3) Wäschen Sie die Gefrierrohre mit 75% Alkohol und setzen Sie sie in den Supernet-Tisch, übertragen Sie die Zellen im Rohr in die vorbereitete Zentrifugaröhre, blasen Sie sanft die Flüssigkeit, damit die Zellen gleichmäßig verteilt werden, senken Sie die DMSO-Konzentration und vermeiden Sie die Blasen beim Blasen. Die Rohrwande mit frischem Medium zweimal waschen und in das Zentrifugerrohr übertragen.

4) 800rpm Zentrifuge 5min, werfen Sie die Reinigung, fügen Sie frisches Medium, blasen Sie zu einer Zellsuspension.

5) Übertragen Sie die Zellsuspension in die T25-Zellflasche, fügen Sie die angemessene Menge an Medium hinzu, schütteln Sie die Zellflasche sanft, um die Zellen gleichmäßig zu verteilen, und legen Sie sie in den Wärmeraum für die Kultur.

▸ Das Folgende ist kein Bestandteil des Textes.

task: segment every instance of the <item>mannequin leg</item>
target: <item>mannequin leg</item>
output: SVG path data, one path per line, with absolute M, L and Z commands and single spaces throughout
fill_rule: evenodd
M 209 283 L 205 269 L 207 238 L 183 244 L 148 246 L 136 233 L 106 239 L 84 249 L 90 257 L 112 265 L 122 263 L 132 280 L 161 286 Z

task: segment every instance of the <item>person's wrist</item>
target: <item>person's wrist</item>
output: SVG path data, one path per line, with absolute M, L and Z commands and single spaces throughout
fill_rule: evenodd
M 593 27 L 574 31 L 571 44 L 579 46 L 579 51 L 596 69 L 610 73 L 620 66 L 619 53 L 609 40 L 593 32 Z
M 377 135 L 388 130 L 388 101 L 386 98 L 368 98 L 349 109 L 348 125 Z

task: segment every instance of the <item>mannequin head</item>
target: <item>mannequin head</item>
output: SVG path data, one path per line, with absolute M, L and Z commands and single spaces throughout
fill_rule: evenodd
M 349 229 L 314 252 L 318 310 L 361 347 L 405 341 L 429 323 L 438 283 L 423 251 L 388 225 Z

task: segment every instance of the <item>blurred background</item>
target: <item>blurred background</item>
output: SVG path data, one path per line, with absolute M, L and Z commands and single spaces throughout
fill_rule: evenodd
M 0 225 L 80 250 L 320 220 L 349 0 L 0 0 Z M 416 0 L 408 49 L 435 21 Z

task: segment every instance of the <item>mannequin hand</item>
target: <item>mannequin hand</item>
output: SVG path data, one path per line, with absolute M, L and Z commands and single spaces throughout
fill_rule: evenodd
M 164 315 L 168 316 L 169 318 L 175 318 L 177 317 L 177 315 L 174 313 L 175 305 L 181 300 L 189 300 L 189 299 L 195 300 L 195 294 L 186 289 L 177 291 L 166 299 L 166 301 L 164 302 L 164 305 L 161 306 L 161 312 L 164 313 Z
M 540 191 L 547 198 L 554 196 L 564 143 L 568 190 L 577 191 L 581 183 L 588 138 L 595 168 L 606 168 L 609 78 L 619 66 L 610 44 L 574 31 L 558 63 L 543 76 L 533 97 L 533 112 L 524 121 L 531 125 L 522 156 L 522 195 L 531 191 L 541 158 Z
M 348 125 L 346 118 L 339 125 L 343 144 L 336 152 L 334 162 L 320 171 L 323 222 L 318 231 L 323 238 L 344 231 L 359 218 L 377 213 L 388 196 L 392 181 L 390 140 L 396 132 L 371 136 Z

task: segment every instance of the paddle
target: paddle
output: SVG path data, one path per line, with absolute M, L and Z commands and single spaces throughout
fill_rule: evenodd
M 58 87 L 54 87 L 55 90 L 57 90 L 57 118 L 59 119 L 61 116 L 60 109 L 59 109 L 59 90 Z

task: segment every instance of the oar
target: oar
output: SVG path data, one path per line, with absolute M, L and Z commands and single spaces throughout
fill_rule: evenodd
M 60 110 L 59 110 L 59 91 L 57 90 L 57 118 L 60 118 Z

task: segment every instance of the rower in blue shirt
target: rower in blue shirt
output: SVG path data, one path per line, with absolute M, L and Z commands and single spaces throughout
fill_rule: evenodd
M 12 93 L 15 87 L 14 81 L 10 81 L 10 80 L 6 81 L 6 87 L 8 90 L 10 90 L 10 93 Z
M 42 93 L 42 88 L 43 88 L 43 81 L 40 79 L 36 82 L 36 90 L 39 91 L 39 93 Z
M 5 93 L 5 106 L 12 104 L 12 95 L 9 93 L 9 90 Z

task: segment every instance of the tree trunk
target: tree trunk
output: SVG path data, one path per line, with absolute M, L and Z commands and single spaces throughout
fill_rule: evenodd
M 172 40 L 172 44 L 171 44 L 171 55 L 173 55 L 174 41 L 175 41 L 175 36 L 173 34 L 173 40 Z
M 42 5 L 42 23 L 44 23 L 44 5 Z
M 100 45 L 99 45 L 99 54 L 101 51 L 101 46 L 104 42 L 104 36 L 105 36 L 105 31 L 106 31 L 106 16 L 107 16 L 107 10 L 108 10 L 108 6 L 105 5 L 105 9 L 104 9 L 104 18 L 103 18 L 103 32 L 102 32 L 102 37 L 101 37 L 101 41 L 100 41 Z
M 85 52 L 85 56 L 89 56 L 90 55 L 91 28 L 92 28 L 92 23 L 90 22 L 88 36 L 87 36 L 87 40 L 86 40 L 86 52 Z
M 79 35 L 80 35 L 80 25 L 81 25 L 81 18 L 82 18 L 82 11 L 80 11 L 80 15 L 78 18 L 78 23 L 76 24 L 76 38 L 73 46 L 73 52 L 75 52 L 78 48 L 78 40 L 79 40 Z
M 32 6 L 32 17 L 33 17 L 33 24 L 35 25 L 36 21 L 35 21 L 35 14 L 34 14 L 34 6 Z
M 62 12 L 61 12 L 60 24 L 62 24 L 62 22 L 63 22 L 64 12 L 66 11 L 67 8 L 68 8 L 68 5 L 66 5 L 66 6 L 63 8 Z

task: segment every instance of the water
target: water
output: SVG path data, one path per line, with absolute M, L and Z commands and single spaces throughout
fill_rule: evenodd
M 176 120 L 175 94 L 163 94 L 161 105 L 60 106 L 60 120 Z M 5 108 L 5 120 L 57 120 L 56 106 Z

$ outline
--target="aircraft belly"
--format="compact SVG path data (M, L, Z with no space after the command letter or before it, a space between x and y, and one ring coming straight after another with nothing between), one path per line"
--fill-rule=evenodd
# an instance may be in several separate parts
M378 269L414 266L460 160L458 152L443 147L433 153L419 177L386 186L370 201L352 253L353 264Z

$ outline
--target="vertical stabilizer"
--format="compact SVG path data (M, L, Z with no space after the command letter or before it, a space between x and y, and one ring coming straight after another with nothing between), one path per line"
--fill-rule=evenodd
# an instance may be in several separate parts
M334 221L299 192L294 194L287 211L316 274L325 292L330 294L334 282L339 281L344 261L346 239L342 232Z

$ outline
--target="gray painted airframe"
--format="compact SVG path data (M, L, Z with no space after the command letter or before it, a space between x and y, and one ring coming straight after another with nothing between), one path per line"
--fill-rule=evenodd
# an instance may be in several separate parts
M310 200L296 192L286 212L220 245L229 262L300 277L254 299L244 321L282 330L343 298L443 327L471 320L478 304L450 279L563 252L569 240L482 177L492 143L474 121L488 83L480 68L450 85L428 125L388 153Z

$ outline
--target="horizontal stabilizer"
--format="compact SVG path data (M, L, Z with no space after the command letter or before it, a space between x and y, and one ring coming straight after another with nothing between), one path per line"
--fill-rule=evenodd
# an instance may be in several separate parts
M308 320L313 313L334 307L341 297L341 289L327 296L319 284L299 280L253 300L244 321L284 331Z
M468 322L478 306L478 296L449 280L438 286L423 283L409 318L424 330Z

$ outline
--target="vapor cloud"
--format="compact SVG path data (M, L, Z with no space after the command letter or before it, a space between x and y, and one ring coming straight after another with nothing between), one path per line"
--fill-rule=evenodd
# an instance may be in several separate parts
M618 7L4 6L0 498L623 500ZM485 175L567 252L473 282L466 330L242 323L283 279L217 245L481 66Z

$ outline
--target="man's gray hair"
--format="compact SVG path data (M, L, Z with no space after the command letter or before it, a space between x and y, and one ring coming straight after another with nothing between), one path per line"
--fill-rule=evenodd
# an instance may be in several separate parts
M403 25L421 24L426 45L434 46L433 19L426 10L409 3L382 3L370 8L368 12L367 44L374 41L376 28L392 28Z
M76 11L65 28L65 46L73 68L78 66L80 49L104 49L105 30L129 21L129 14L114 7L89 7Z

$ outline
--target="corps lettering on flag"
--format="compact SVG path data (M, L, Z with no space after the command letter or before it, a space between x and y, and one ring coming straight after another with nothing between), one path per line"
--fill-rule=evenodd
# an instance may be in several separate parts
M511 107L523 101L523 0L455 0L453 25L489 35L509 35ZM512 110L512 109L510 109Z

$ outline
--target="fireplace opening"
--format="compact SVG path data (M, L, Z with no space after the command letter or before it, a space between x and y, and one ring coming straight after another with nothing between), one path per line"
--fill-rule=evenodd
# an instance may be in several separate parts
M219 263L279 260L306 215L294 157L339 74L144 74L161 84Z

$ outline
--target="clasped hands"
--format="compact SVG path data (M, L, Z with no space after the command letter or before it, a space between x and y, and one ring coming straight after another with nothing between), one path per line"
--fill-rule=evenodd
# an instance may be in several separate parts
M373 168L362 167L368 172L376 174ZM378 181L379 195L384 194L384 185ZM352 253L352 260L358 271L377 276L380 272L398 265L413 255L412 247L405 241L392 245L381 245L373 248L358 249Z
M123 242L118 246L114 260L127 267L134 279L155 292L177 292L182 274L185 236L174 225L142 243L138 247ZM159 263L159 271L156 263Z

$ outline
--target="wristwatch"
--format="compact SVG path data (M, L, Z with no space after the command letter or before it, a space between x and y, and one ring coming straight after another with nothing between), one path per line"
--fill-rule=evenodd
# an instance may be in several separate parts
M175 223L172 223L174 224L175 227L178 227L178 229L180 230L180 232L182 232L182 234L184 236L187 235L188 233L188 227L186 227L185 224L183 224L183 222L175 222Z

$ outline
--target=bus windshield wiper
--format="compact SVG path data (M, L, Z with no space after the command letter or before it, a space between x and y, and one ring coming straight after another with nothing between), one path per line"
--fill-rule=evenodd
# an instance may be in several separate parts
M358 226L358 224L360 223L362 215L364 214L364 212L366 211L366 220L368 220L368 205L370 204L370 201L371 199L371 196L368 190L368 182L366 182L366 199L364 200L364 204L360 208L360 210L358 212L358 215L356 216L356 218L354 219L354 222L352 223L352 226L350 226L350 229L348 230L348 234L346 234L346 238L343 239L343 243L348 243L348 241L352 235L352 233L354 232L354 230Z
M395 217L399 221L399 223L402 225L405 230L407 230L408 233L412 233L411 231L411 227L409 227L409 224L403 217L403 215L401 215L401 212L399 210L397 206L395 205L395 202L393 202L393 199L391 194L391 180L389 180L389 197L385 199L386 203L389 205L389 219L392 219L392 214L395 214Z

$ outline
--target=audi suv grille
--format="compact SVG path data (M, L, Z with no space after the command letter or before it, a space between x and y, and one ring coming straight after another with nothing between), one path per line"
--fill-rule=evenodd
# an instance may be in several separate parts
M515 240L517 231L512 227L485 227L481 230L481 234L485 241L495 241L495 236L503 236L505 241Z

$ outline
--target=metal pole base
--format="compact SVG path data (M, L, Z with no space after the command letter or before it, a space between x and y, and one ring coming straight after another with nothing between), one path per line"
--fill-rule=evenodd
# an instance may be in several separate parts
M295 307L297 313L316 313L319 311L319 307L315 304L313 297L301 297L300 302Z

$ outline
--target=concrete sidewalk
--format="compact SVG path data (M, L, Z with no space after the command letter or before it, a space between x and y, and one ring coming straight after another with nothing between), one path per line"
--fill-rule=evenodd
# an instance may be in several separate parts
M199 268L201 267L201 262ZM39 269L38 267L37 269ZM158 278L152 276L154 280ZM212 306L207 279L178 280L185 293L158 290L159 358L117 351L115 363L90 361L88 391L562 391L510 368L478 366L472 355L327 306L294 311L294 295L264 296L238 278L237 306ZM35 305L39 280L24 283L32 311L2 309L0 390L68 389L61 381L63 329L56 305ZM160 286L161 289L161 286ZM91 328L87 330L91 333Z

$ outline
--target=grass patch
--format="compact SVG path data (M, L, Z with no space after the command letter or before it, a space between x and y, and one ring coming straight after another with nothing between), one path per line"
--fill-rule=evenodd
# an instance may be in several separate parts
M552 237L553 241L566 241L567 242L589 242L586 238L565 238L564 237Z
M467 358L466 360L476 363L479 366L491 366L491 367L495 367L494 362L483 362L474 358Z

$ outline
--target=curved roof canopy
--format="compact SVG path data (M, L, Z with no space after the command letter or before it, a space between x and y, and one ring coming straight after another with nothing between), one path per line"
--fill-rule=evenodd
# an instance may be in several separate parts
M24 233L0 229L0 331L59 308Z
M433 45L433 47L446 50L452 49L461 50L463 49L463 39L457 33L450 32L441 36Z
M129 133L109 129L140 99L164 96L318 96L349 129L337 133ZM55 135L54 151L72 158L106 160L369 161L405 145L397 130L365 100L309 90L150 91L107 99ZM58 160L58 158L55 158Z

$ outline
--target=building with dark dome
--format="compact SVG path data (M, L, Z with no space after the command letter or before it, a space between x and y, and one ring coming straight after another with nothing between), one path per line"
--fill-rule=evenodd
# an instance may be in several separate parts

6) Am nächsten Tag beobachten Sie das Wachstum der Zellen und tauschen Sie frisches Medium aus, um tote Zellen zu entfernen. Fortsetzen Sie die Kultivierung, bis die Zellen zu 80 bis 90% convergieren, um normal zu übertragen. In der Regel müssen gerade erholte Zellen 2-3 Mal übertragen werden, bevor die nachfolgenden Experimente durchgeführt werden können, nachdem sich die Zellkraft wiederhergestellt hat.